Model Building with Polynomial Degrees
- Four models are constructed with different polynomial degrees: constant (degree 0), line (degree 1), cubic (degree 3), and ninth-degree polynomial. Each model's plot reflects its ability to capture underlying functions effectively.
New Section
In this section, the speaker discusses the selection of models based on polynomial degrees and the importance of choosing the right model for accurate predictions.
Selecting the Right Model
- The dilemma lies in choosing between a polynomial model of degree 9 that passes through all data points but doesn't resemble the true function, and a degree 3 model that captures a sine function despite missing some points.
- Decision-making criteria should extend beyond visual plots, especially in multivariate datasets where visualization may not suffice due to high dimensions.
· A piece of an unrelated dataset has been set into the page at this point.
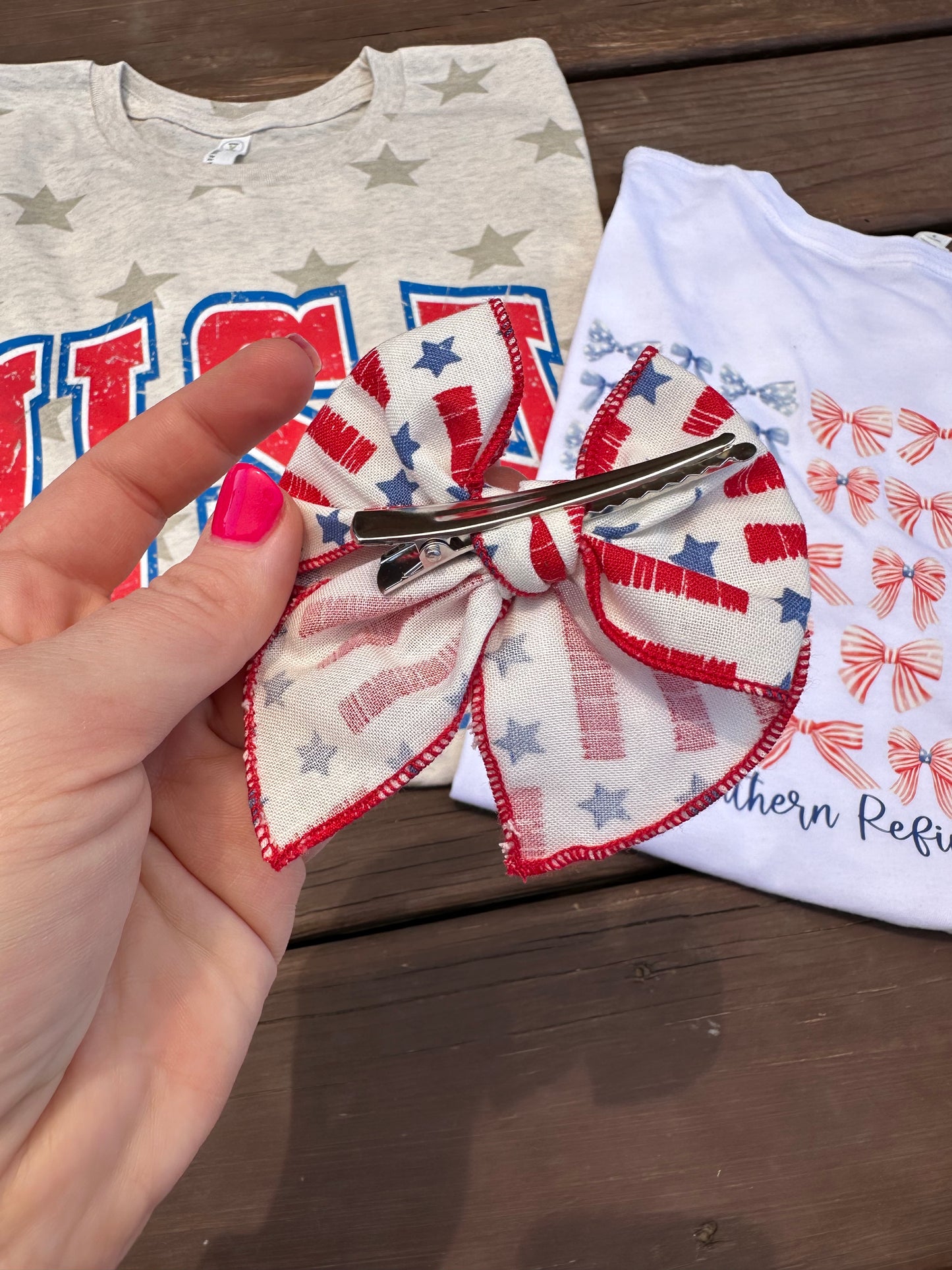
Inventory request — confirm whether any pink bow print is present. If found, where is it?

- The ultimate goal of modeling is accurate predictions on new data points unseen by the model during training, emphasizing the need for testing with a separate dataset.
- Evaluating models using root mean squared error (RMSE) helps compare performance across different polynomial degrees, with lower RMSE indicating better models for test data prediction.
New Section
In this section, the speaker discusses the concept of regularization to combat overfitting in machine learning models.
Regularization Technique
- Regularization involves adding a term to the loss function to control weights.
- The amount of regularization is controlled by Lambda, a hyperparameter determined through experimentation.
- Ridge regression is a form of regression that incorporates regularization to adjust weights effectively.
New Section
This part delves into the impact of different Lambda values on model performance and visualization.
Effect of Lambda Values
- A Lambda value of zero indicates no regularization, resulting in unchanged model behavior.
- Excessive regularization with Lambda equaling one leads to poor model performance.
- Optimal results are achieved with an appropriate Lambda value, balancing regularization and model accuracy.
New Section
The discussion shifts towards evaluating model performance using root mean squared error and the implications of regularization.
Model Evaluation and Impact
- Regularization reduces discrepancies between training and test errors for improved model generalization.
- Proper regularization enhances model performance on test data points, addressing overfitting concerns effectively.
New Section
The speaker reflects on the efficacy of the introduced concepts while highlighting a need for deeper understanding beyond mere validation.
Reflection on Formulation
- Despite successful outcomes, there is a quest for deeper comprehension beyond empirical validation in understanding model mechanisms.